I primi ricordi in bianconero
Gino Pozzo ricorda così i primi giorni in cui la sua famiglia ha acquisito la società simbolo del Friuli nel calcio: "Nel 1986 avevo 21 anni, mio padre non disse nulla a casa. Poi quando ho cominciato a lavorare in società l’obiettivo è sempre stato di tenere tutto in ordine come in una azienda. Io ho cominciato ad operare nel 1993, noi siamo stati tra i primi a fare scouting".

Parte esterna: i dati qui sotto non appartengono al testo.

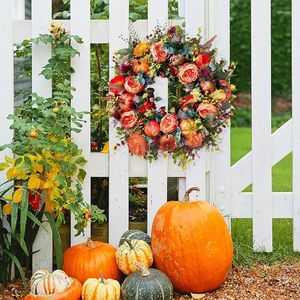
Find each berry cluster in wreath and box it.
[107,26,235,166]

Tanti interessi per la società
A proposito delle voci che si rincorrono sulla cessione dell'Udinese, precisa Pozzo junior: "Siamo abituati a continui contatti specialmente negli ultimi anni. Ormai sono sempre meno gli imprenditori locali e sempre più le proprietà straniere, non solo in Italia ma anche in Francia, Spagna e Inghilterra. L’interesse di alcuni gruppi verso l’Udinese è per noi è un riconoscimento al lavoro fatto. Non distogliamo l’attenzione dalla programmazione della stagione e siamo concentrati sul presente".
Tra sogni d'Europa e salvezza
In conclusione, il dirigente si proietta anche al futuro e commenta il sogno di un ritorno in Europa: "Più che un sogno c’è la consapevolezza che facendo tutto al meglio si può fare. Obiettivi per la prossima stagione? Guidolin parlava di salvezza perché sapeva che l’euforia era una brutta bestia, ma puntava sempre in alto". E spiega poi le differenze tra la gestione dell'Udinese e del Watford: "Sono due progetti che lavorano in parallelo, è difficile fare calcio ovunque. Il fatto di cambiare spesso allenatore non è la risoluzione di un problema".